The draft Polis-Messer bill is called the Student Digital Privacy and Parental Rights Act. But Haimson said in a piece on the Student Privacy Matters Web site that the bill addresses virtually none of the concerns that parents have about what is being done with data about their children. She said:
“The bill doesn’t require any parental notification or consent before schools share personal data with third parties, or address any of the current weaknesses in FERPA. It wouldn’t stop the surveillance of students by Pearson or other companies, or the collection and sharing of huge amounts of highly sensitive student information, as inBloom was designed to do.”
“All the bill does is ban online services utilized by schools from targeting ads to kids – or selling their personal information, though companies could still advertise to kids through their services and or sell their products to parents, as long as this did not result from the personal information gathered through their services. Even that narrow prohibition is incomplete, as vendors would still be allowed to target ads to students as long as the ads were selected based on information gathered via student’s single online session or visit – with the information not retained over time.”
Rachael Stickland, Colorado co-chair of the Parent Coalition, said:
“The bill doesn’t bar many uses of personal information that parents are most concerned about, including vendor redisclosures to other third parties, or data-mining to improve their products or create profiles that could severely limit student’s success by stereotyping them and limiting their opportunities.”
Here are other weaknesses of the bill, as identified by Haimson and Stickland:
- Parents would not be able to delete any of the personal information obtained by a vendor from their children, even upon request, unless the data resulted from an “optional” feature of the service chosen by the parent and not the district or school.

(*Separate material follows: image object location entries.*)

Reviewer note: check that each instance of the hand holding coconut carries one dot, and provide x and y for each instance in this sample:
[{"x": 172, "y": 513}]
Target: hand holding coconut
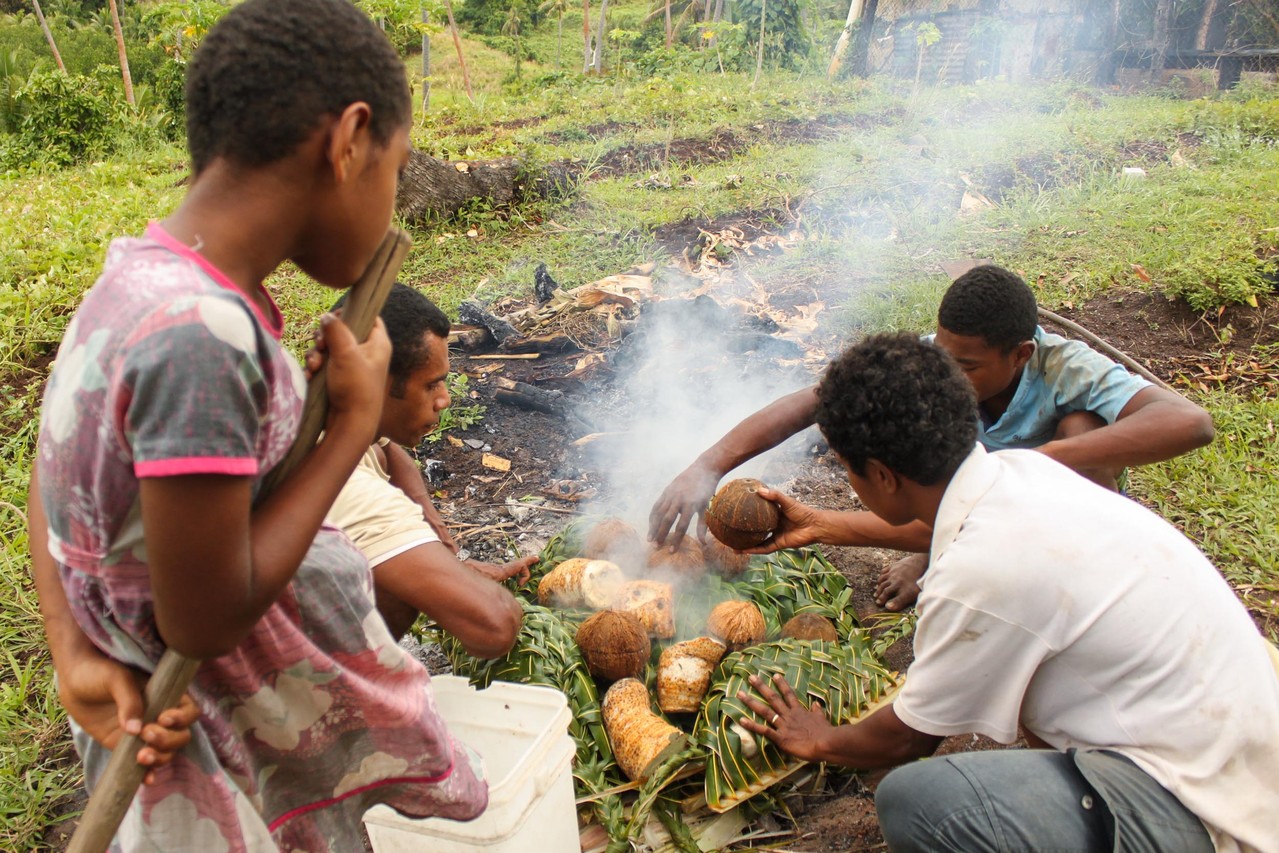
[
  {"x": 798, "y": 730},
  {"x": 798, "y": 524}
]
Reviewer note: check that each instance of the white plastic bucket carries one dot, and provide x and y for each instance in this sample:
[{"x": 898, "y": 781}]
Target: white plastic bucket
[{"x": 521, "y": 730}]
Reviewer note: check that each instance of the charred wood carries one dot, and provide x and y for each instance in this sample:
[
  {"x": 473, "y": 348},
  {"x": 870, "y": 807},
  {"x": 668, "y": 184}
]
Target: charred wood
[{"x": 434, "y": 187}]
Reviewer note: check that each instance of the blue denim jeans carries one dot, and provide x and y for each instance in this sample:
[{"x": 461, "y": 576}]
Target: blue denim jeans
[{"x": 1032, "y": 799}]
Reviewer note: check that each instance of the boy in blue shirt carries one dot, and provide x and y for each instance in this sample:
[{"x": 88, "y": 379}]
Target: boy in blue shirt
[{"x": 1034, "y": 390}]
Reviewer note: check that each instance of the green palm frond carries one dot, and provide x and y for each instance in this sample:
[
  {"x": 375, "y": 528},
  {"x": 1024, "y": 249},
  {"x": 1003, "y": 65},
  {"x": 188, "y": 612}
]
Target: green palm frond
[
  {"x": 796, "y": 581},
  {"x": 846, "y": 679}
]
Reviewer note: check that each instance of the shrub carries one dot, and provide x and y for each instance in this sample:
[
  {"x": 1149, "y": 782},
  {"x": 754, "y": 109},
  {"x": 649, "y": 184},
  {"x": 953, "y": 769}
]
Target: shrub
[{"x": 63, "y": 118}]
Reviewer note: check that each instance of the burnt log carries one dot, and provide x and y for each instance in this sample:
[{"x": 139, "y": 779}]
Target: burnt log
[{"x": 439, "y": 188}]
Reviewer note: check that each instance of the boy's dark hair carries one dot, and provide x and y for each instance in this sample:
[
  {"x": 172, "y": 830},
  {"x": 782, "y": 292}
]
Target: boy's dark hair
[
  {"x": 408, "y": 316},
  {"x": 901, "y": 400},
  {"x": 270, "y": 70},
  {"x": 991, "y": 303}
]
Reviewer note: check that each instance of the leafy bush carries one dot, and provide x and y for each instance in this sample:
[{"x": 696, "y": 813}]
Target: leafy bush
[{"x": 63, "y": 118}]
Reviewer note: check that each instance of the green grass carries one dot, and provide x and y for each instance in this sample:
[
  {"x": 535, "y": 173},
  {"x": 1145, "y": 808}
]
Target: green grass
[{"x": 874, "y": 201}]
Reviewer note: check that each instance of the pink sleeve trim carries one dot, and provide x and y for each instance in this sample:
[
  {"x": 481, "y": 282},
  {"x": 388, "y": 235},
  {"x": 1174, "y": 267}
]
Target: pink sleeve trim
[
  {"x": 322, "y": 803},
  {"x": 233, "y": 466},
  {"x": 274, "y": 322}
]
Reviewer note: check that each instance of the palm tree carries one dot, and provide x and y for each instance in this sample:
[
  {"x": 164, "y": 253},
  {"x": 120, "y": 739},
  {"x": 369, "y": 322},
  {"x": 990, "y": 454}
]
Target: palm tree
[
  {"x": 49, "y": 36},
  {"x": 559, "y": 8},
  {"x": 124, "y": 55}
]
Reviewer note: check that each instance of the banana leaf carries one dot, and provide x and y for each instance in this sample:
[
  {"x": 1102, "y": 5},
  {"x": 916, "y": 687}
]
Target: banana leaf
[{"x": 846, "y": 679}]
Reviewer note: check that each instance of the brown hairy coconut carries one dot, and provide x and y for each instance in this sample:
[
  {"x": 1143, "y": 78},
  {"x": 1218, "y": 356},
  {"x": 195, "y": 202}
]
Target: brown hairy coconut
[
  {"x": 652, "y": 602},
  {"x": 810, "y": 626},
  {"x": 725, "y": 560},
  {"x": 737, "y": 623},
  {"x": 614, "y": 645},
  {"x": 687, "y": 560},
  {"x": 738, "y": 517},
  {"x": 613, "y": 539}
]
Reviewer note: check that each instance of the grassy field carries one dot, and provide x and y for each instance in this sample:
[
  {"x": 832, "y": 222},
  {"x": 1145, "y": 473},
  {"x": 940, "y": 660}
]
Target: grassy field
[{"x": 869, "y": 173}]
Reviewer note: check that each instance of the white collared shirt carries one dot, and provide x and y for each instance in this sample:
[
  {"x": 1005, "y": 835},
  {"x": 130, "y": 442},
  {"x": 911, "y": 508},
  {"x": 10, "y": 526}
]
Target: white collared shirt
[{"x": 1096, "y": 624}]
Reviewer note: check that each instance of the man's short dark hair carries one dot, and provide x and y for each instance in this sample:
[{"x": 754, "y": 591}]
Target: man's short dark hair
[
  {"x": 991, "y": 303},
  {"x": 270, "y": 70},
  {"x": 408, "y": 316},
  {"x": 901, "y": 400}
]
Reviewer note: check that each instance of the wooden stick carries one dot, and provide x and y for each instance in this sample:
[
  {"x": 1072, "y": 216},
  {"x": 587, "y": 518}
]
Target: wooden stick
[
  {"x": 174, "y": 673},
  {"x": 1118, "y": 354}
]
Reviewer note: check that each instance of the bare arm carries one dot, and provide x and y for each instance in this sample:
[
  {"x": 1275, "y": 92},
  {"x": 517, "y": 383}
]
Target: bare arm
[
  {"x": 802, "y": 524},
  {"x": 475, "y": 609},
  {"x": 101, "y": 695},
  {"x": 1155, "y": 425},
  {"x": 216, "y": 564},
  {"x": 406, "y": 476},
  {"x": 879, "y": 741},
  {"x": 691, "y": 491}
]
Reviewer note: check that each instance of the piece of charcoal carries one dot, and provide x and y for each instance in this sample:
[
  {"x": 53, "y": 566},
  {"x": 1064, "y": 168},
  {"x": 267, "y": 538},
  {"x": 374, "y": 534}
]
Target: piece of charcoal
[
  {"x": 544, "y": 284},
  {"x": 473, "y": 315}
]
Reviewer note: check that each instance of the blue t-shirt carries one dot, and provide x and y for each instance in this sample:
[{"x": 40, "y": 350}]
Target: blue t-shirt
[{"x": 1062, "y": 376}]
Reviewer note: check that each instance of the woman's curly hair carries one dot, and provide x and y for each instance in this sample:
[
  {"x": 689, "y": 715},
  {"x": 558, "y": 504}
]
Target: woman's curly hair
[{"x": 901, "y": 400}]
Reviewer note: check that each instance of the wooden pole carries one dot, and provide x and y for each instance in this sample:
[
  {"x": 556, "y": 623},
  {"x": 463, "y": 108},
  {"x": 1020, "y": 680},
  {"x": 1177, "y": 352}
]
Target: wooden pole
[
  {"x": 49, "y": 36},
  {"x": 457, "y": 44},
  {"x": 426, "y": 65},
  {"x": 124, "y": 54},
  {"x": 174, "y": 673},
  {"x": 846, "y": 35}
]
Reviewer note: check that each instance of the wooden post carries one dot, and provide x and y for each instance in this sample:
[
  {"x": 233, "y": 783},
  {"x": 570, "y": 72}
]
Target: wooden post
[
  {"x": 49, "y": 36},
  {"x": 846, "y": 35},
  {"x": 457, "y": 44},
  {"x": 1163, "y": 17},
  {"x": 862, "y": 44},
  {"x": 124, "y": 54},
  {"x": 426, "y": 65}
]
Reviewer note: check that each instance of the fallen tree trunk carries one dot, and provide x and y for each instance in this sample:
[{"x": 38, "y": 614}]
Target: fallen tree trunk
[{"x": 432, "y": 187}]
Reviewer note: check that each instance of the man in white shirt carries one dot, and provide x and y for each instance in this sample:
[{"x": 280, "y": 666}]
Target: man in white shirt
[{"x": 1054, "y": 605}]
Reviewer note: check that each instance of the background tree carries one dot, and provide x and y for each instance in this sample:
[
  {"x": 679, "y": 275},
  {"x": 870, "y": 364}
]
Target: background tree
[
  {"x": 124, "y": 55},
  {"x": 49, "y": 36},
  {"x": 558, "y": 8},
  {"x": 510, "y": 28}
]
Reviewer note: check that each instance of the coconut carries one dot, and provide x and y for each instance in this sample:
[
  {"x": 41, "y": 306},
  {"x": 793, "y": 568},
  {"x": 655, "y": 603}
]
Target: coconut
[
  {"x": 738, "y": 517},
  {"x": 684, "y": 673},
  {"x": 737, "y": 623},
  {"x": 614, "y": 540},
  {"x": 581, "y": 583},
  {"x": 652, "y": 602},
  {"x": 724, "y": 559},
  {"x": 810, "y": 626},
  {"x": 614, "y": 645},
  {"x": 687, "y": 560}
]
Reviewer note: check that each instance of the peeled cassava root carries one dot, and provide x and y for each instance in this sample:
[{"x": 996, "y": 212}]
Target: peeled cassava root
[
  {"x": 684, "y": 673},
  {"x": 581, "y": 583},
  {"x": 738, "y": 517},
  {"x": 652, "y": 602},
  {"x": 614, "y": 645},
  {"x": 641, "y": 739}
]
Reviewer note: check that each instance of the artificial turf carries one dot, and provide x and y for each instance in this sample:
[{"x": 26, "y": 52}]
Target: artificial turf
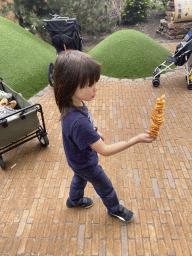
[
  {"x": 129, "y": 54},
  {"x": 23, "y": 59}
]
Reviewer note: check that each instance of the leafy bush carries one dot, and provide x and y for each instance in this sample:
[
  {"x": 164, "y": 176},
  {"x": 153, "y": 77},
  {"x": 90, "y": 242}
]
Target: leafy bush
[{"x": 134, "y": 11}]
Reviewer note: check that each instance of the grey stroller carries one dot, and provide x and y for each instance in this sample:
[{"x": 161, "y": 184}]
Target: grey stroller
[{"x": 182, "y": 56}]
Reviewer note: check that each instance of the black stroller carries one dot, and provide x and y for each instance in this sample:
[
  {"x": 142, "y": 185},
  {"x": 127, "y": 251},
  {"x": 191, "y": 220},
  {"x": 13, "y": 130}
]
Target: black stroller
[
  {"x": 182, "y": 56},
  {"x": 65, "y": 35}
]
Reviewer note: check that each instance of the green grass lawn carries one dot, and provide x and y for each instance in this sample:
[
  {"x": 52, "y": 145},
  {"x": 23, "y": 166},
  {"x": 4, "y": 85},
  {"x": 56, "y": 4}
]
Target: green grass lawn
[
  {"x": 24, "y": 59},
  {"x": 129, "y": 54}
]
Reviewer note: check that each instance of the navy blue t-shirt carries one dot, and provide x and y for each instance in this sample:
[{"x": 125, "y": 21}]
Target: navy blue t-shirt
[{"x": 78, "y": 134}]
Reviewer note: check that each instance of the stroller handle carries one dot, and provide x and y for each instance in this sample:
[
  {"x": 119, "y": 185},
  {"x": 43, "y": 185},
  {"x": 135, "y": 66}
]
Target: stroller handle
[{"x": 57, "y": 17}]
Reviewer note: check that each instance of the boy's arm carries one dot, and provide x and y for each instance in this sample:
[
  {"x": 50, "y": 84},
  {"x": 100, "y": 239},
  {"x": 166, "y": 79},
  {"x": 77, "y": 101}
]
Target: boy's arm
[{"x": 108, "y": 150}]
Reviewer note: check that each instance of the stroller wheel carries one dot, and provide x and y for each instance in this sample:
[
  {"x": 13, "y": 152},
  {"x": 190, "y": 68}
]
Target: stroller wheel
[
  {"x": 43, "y": 140},
  {"x": 156, "y": 82},
  {"x": 2, "y": 164},
  {"x": 50, "y": 71}
]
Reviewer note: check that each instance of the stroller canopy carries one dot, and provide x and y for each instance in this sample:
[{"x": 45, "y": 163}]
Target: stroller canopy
[
  {"x": 182, "y": 55},
  {"x": 64, "y": 31}
]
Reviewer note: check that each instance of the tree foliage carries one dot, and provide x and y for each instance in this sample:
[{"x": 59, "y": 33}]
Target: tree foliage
[
  {"x": 93, "y": 15},
  {"x": 134, "y": 11}
]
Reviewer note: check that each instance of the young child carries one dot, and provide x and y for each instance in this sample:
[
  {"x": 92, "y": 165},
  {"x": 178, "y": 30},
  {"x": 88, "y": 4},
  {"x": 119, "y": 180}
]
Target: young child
[{"x": 75, "y": 81}]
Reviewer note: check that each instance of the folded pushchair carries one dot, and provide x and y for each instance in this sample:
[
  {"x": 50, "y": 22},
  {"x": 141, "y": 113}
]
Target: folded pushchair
[
  {"x": 65, "y": 35},
  {"x": 182, "y": 56}
]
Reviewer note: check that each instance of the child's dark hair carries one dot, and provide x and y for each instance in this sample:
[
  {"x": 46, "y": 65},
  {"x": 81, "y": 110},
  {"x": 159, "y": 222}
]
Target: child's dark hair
[{"x": 72, "y": 69}]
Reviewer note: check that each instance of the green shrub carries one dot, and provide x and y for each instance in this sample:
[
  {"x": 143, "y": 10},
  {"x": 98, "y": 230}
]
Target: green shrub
[{"x": 134, "y": 11}]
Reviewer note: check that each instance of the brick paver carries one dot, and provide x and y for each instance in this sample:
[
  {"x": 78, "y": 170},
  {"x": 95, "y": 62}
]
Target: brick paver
[{"x": 154, "y": 180}]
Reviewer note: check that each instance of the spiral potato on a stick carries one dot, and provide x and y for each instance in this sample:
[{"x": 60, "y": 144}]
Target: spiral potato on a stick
[{"x": 157, "y": 117}]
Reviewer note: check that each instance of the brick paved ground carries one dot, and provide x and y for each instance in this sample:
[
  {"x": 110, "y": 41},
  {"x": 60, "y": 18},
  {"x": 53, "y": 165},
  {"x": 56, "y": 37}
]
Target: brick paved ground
[{"x": 154, "y": 180}]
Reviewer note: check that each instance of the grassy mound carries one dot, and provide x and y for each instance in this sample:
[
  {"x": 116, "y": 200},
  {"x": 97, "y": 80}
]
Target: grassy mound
[
  {"x": 129, "y": 54},
  {"x": 24, "y": 59}
]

- Vendors would be able to redisclose students’ personal information to an unlimited number of additional third parties, as long as these disclosures were made for undefined “K12 purposes.”
- Vendors would be able to redisclose individual student’s de-identified or aggregate information for any reason or to anyone, without restrictions or safeguards to ensure that the child’s information could not be easily re-identified through widely available methods.